Chris Lott di Qualcomm arriva al summit Re-Work Deep Learning di Boston parlando dei progressi fatti dall’azienda in tema di IA applicata ai sistemi di riconoscimento vocale.

A differenza della concorrenza che per la maggior parte dei casi fa riferimento al cloud per riconoscere parole e frasi, il lavoro della società statunitense è tutta basata sul supporto in locale.
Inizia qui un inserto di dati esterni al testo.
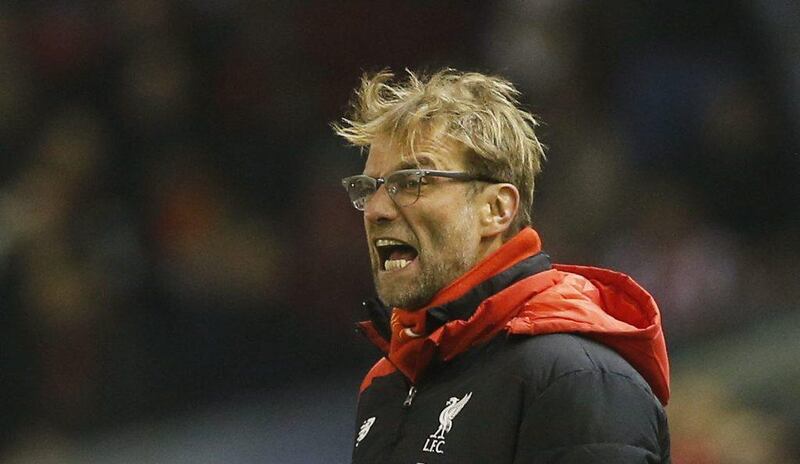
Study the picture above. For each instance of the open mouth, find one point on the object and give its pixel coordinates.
(394, 254)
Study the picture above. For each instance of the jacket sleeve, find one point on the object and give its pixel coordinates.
(591, 416)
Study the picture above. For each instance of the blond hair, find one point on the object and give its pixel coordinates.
(481, 112)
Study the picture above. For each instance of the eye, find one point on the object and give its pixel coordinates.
(410, 182)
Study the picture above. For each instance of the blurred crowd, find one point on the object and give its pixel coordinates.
(173, 234)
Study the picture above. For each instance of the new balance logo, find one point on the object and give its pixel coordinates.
(364, 430)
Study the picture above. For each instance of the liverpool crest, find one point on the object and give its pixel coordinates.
(436, 440)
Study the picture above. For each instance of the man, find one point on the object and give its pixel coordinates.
(493, 355)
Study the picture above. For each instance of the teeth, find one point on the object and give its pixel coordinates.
(388, 242)
(395, 264)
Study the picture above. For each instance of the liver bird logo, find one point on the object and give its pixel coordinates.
(454, 406)
(364, 430)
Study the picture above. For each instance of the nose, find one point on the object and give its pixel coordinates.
(380, 207)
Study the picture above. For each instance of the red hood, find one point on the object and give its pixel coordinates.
(600, 304)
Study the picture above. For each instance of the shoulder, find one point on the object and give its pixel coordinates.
(566, 360)
(579, 391)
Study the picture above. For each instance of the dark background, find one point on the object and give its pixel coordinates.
(180, 269)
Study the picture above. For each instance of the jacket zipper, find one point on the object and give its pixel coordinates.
(412, 392)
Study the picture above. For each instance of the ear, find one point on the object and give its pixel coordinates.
(499, 204)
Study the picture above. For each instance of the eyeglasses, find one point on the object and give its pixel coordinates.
(403, 186)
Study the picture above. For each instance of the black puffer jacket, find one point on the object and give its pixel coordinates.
(522, 390)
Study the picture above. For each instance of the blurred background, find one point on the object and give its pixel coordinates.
(180, 269)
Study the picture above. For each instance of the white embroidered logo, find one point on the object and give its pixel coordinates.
(454, 406)
(364, 430)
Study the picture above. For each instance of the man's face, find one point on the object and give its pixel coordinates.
(439, 233)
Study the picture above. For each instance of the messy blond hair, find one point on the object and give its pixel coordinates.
(480, 112)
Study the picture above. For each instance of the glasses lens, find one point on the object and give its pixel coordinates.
(359, 188)
(404, 186)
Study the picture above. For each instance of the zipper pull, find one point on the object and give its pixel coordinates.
(412, 392)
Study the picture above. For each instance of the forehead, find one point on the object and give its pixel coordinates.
(442, 153)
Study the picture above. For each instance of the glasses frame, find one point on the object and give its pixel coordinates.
(422, 173)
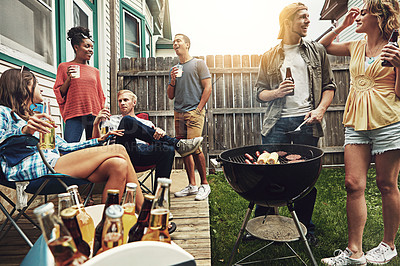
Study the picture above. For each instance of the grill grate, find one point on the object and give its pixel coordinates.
(281, 159)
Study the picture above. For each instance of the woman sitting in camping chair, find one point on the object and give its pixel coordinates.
(110, 164)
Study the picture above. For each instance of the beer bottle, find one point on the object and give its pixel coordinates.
(113, 232)
(129, 217)
(85, 221)
(289, 77)
(68, 217)
(47, 140)
(158, 223)
(112, 198)
(137, 231)
(64, 201)
(392, 41)
(57, 237)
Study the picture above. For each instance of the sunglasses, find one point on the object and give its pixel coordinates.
(24, 68)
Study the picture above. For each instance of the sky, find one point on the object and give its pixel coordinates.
(221, 27)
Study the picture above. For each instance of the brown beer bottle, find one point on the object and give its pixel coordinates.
(113, 232)
(70, 221)
(137, 231)
(158, 222)
(85, 221)
(392, 41)
(289, 77)
(112, 198)
(57, 237)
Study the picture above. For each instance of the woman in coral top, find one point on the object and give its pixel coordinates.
(372, 126)
(80, 98)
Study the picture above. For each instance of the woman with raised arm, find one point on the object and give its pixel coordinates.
(78, 88)
(372, 126)
(86, 160)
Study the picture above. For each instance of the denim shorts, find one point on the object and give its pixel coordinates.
(189, 125)
(381, 139)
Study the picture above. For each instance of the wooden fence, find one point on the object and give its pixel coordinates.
(234, 117)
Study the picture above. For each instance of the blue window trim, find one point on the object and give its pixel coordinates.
(61, 40)
(143, 24)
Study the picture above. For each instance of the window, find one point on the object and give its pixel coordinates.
(148, 43)
(77, 13)
(131, 36)
(80, 17)
(27, 31)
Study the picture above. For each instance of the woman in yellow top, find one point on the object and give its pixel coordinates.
(372, 126)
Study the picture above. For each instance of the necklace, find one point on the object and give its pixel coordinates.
(374, 52)
(371, 60)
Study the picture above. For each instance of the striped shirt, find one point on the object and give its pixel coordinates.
(84, 96)
(32, 167)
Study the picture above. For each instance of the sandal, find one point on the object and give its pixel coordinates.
(171, 227)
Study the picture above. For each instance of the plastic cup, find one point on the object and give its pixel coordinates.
(180, 71)
(77, 73)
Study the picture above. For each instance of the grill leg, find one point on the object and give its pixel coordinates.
(246, 219)
(302, 236)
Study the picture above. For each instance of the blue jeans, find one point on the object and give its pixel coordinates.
(304, 207)
(159, 152)
(75, 126)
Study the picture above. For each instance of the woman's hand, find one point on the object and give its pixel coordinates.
(159, 133)
(70, 71)
(391, 53)
(286, 87)
(103, 115)
(118, 132)
(37, 123)
(174, 72)
(350, 17)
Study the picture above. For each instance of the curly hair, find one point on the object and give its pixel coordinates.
(77, 34)
(387, 13)
(14, 91)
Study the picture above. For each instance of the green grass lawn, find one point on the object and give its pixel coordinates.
(227, 211)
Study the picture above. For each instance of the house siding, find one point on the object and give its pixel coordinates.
(349, 33)
(104, 49)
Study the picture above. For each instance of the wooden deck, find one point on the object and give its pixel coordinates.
(192, 233)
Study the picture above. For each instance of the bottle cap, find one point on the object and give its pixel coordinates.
(164, 180)
(64, 195)
(112, 191)
(115, 211)
(131, 185)
(68, 213)
(44, 209)
(149, 197)
(72, 187)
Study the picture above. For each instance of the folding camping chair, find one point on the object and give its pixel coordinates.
(53, 183)
(152, 168)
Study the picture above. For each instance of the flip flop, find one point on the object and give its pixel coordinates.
(172, 228)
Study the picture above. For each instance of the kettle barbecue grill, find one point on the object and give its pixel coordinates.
(272, 185)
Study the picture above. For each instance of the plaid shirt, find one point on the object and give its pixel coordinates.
(32, 167)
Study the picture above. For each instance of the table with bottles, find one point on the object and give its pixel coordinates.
(75, 234)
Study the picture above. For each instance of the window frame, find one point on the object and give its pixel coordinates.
(20, 58)
(59, 41)
(124, 7)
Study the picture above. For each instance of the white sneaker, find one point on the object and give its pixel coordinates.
(189, 190)
(204, 191)
(382, 254)
(187, 146)
(343, 258)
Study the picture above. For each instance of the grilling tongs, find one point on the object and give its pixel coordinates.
(299, 127)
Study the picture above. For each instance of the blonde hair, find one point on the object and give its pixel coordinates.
(288, 13)
(131, 94)
(387, 13)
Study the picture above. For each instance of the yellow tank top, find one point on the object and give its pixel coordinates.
(372, 102)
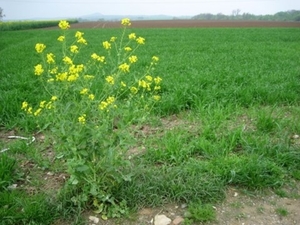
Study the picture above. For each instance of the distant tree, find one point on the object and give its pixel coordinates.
(1, 13)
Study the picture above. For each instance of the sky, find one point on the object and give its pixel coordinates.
(60, 9)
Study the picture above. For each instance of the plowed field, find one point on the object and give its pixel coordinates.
(185, 24)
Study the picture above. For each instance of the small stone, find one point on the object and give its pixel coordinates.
(162, 220)
(178, 220)
(94, 219)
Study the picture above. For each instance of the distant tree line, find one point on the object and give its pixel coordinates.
(291, 15)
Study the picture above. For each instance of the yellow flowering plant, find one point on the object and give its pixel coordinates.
(90, 105)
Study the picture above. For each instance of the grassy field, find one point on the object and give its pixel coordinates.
(229, 115)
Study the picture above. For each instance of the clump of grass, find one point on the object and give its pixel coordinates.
(7, 167)
(199, 212)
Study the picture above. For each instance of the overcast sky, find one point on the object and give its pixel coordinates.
(32, 9)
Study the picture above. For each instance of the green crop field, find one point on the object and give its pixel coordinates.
(229, 115)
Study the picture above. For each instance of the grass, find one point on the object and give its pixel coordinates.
(25, 25)
(229, 110)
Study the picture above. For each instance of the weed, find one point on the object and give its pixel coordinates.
(282, 211)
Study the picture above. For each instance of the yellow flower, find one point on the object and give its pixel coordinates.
(49, 105)
(140, 40)
(97, 57)
(110, 100)
(81, 119)
(157, 88)
(113, 39)
(72, 77)
(91, 96)
(53, 70)
(24, 105)
(50, 58)
(53, 98)
(64, 25)
(40, 47)
(126, 22)
(29, 110)
(74, 48)
(110, 80)
(38, 69)
(61, 38)
(62, 76)
(123, 84)
(127, 49)
(133, 59)
(42, 104)
(79, 34)
(124, 67)
(103, 105)
(133, 90)
(156, 97)
(143, 83)
(149, 78)
(37, 112)
(157, 80)
(155, 58)
(67, 60)
(88, 77)
(84, 91)
(132, 36)
(106, 45)
(82, 41)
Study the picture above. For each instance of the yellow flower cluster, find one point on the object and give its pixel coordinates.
(124, 67)
(82, 119)
(105, 104)
(98, 58)
(80, 39)
(85, 91)
(38, 69)
(50, 58)
(133, 59)
(43, 105)
(106, 45)
(110, 80)
(40, 47)
(126, 22)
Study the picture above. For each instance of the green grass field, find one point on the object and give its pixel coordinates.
(229, 115)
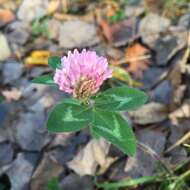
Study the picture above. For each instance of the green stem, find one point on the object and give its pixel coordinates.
(131, 182)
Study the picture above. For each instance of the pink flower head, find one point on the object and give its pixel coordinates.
(82, 74)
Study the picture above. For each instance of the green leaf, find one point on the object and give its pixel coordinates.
(120, 98)
(44, 79)
(54, 62)
(69, 116)
(2, 98)
(115, 129)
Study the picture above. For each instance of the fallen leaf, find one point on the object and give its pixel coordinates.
(180, 113)
(150, 113)
(38, 57)
(92, 155)
(137, 56)
(6, 16)
(12, 95)
(46, 169)
(121, 74)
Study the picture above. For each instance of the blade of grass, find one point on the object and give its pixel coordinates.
(131, 182)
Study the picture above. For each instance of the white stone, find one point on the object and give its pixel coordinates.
(31, 9)
(5, 51)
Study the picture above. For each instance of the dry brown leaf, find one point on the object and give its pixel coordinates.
(137, 56)
(180, 113)
(38, 57)
(92, 155)
(6, 16)
(150, 113)
(12, 95)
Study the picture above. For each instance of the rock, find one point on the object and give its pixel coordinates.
(123, 32)
(6, 153)
(12, 71)
(73, 34)
(184, 21)
(63, 154)
(151, 76)
(163, 92)
(21, 170)
(31, 133)
(150, 27)
(29, 10)
(45, 171)
(149, 113)
(4, 48)
(133, 10)
(164, 48)
(143, 164)
(87, 160)
(74, 182)
(18, 34)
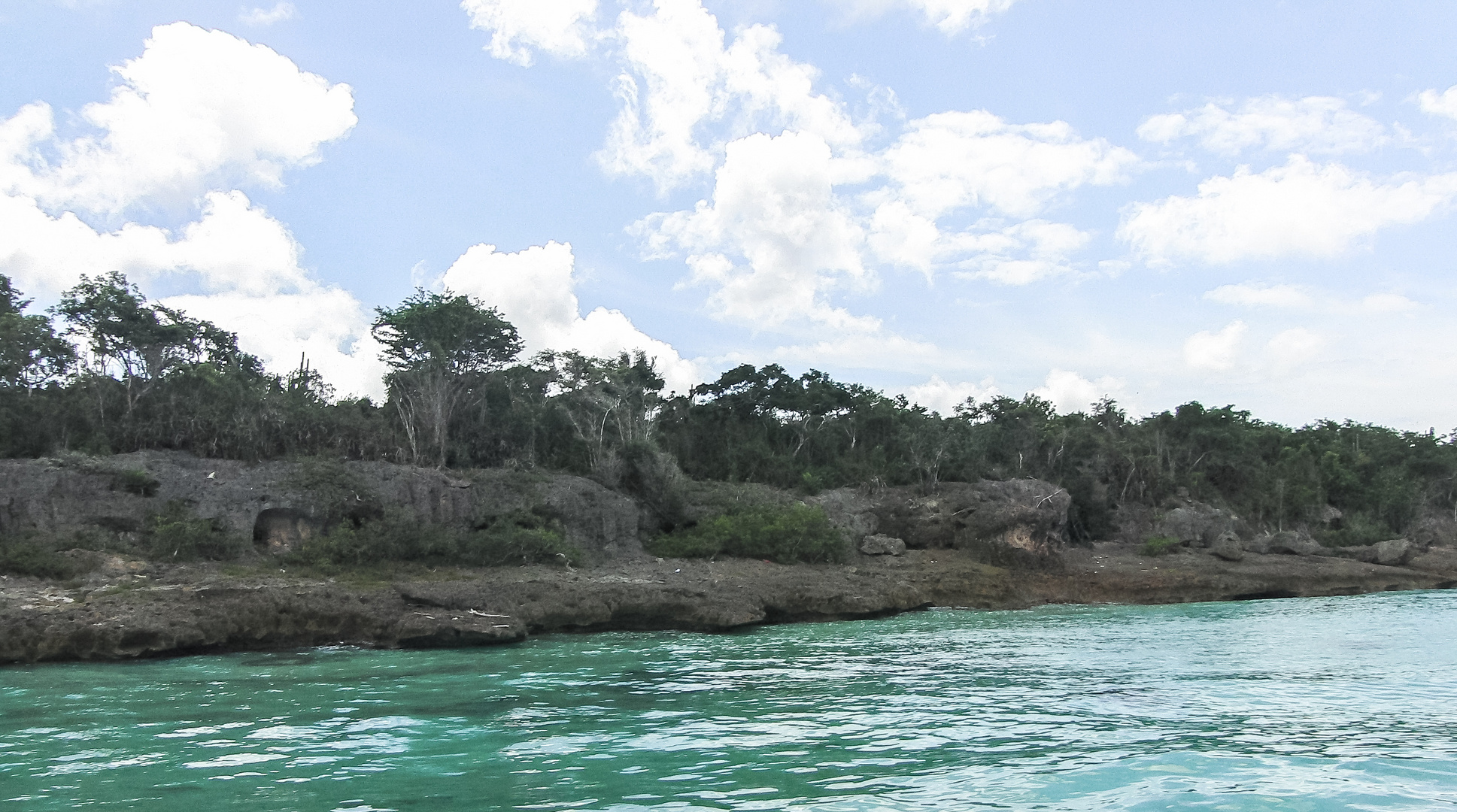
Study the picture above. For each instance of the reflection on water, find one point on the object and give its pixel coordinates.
(1323, 703)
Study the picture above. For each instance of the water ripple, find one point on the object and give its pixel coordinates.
(1334, 703)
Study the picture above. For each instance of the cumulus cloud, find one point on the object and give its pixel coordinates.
(199, 111)
(1021, 253)
(561, 28)
(685, 86)
(681, 76)
(267, 17)
(1300, 208)
(1441, 102)
(1313, 124)
(325, 325)
(952, 160)
(1071, 392)
(943, 396)
(777, 238)
(776, 210)
(533, 290)
(950, 17)
(1216, 351)
(1292, 348)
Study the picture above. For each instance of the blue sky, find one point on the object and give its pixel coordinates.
(1236, 203)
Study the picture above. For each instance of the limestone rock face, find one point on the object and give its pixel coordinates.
(1393, 552)
(1013, 523)
(878, 544)
(1227, 546)
(1295, 543)
(278, 505)
(1197, 524)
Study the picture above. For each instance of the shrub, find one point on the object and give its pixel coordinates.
(786, 535)
(1160, 544)
(334, 492)
(136, 480)
(1354, 530)
(177, 535)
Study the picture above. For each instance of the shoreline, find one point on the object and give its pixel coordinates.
(133, 610)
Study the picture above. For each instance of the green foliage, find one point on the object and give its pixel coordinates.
(1160, 544)
(787, 535)
(31, 354)
(513, 539)
(177, 535)
(162, 380)
(334, 492)
(438, 347)
(136, 480)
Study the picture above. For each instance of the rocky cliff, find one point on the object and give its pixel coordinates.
(990, 544)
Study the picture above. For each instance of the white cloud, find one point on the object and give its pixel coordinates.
(561, 28)
(1441, 104)
(952, 17)
(1315, 124)
(1298, 297)
(945, 396)
(1214, 351)
(1293, 348)
(267, 17)
(774, 208)
(975, 159)
(1301, 208)
(679, 77)
(197, 111)
(1071, 392)
(1387, 303)
(1255, 294)
(231, 247)
(1021, 253)
(533, 290)
(685, 88)
(326, 325)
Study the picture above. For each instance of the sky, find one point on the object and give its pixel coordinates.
(1242, 203)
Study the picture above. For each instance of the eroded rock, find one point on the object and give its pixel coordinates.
(878, 544)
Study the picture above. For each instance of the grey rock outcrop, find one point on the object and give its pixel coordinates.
(878, 544)
(1012, 523)
(1197, 524)
(278, 504)
(1393, 552)
(1227, 546)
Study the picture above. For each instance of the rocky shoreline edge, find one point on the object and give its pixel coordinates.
(984, 546)
(197, 610)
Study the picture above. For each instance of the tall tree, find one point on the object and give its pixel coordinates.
(138, 341)
(31, 354)
(438, 345)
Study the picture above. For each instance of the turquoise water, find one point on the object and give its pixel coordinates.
(1319, 703)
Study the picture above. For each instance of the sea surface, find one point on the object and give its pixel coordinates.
(1295, 704)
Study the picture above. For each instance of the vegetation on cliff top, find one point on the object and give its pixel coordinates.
(144, 376)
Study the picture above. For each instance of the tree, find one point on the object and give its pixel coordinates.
(436, 347)
(612, 404)
(31, 354)
(138, 341)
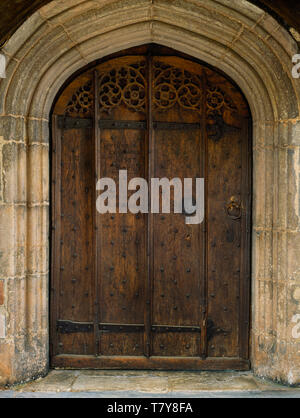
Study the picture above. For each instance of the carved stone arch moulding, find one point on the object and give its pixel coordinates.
(64, 36)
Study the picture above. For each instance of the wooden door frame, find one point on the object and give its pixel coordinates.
(140, 363)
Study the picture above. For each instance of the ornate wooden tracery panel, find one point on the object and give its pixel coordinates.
(147, 290)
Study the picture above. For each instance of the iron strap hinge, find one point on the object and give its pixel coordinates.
(70, 327)
(84, 123)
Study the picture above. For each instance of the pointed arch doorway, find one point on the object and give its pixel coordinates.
(148, 291)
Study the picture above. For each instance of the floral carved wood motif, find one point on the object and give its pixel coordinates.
(126, 84)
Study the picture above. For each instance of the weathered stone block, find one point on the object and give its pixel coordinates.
(14, 173)
(13, 128)
(38, 174)
(37, 131)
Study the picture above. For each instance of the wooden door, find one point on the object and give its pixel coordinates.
(147, 290)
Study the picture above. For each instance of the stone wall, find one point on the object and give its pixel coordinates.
(234, 36)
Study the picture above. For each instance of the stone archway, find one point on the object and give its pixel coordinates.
(62, 37)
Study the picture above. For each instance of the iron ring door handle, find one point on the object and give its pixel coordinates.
(234, 209)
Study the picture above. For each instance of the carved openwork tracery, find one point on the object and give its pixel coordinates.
(127, 84)
(123, 84)
(176, 86)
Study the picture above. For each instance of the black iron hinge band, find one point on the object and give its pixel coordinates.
(174, 126)
(82, 123)
(70, 327)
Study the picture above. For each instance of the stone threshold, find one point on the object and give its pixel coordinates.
(126, 384)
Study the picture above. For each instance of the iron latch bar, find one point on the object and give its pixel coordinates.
(121, 328)
(172, 328)
(70, 327)
(122, 124)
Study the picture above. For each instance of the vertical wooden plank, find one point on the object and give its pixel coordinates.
(246, 199)
(56, 227)
(204, 270)
(96, 216)
(150, 252)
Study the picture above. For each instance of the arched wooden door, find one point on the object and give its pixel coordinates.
(148, 291)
I vantaggi sono molteplici stando a quanto sostiene il ricercatore di Qualcomm. Da una parte c’è la questione relativa alla privacy per la quale quest’ultimo, differentemente da quanto accade nei sistemi di riconoscimento vocale utilizzati ad esempio dai Google Home, Cortana o Amazon Echo che sono necessariamente legati ai server, lavorando offline eliminerebbe alla radice il problema legato al passaggio dei dati in rete.

Dall’altra c’è pure il fatto che un sistema di riconoscimento vocale con supporto in locale è in grado di rispondere in maniera molto più rapida considerando per l’appunto che non si passa per il cloud.

Per fare questo Qualcomm ha studiato un apparato che dispone di due tipologie di reti neurali: la RNN (acronimo di Recurrent Neural Network) che per elaborare gli input utilizza la memoria interna del dispositivo e una rete neurale convoluzionale (CNN) che imita i criteri di connettività fra i neuroni del cervello umano.

Il risultato? Un’accuratezza pari al 95% nell’identificare parole e frasi, traguardo raggiunto secondo Chris Lott anche grazie alla facoltà di apprendere dalla maniera con cui si utilizza il tutto.

Al pari di Qualcomm, anche Google un paio di anni fa creò un sistema di riconoscimento vocale offline che all’epoca risultava di ben 7 volte più veloce rispetto alla controparte online. E oggi, pur con tutte le ovvie limitazioni che la mancata connessione si porta con sé (in primis la mancanza del surplus di informazioni reperibili su cloud), l’azienda statunitense pare crederci parecchio.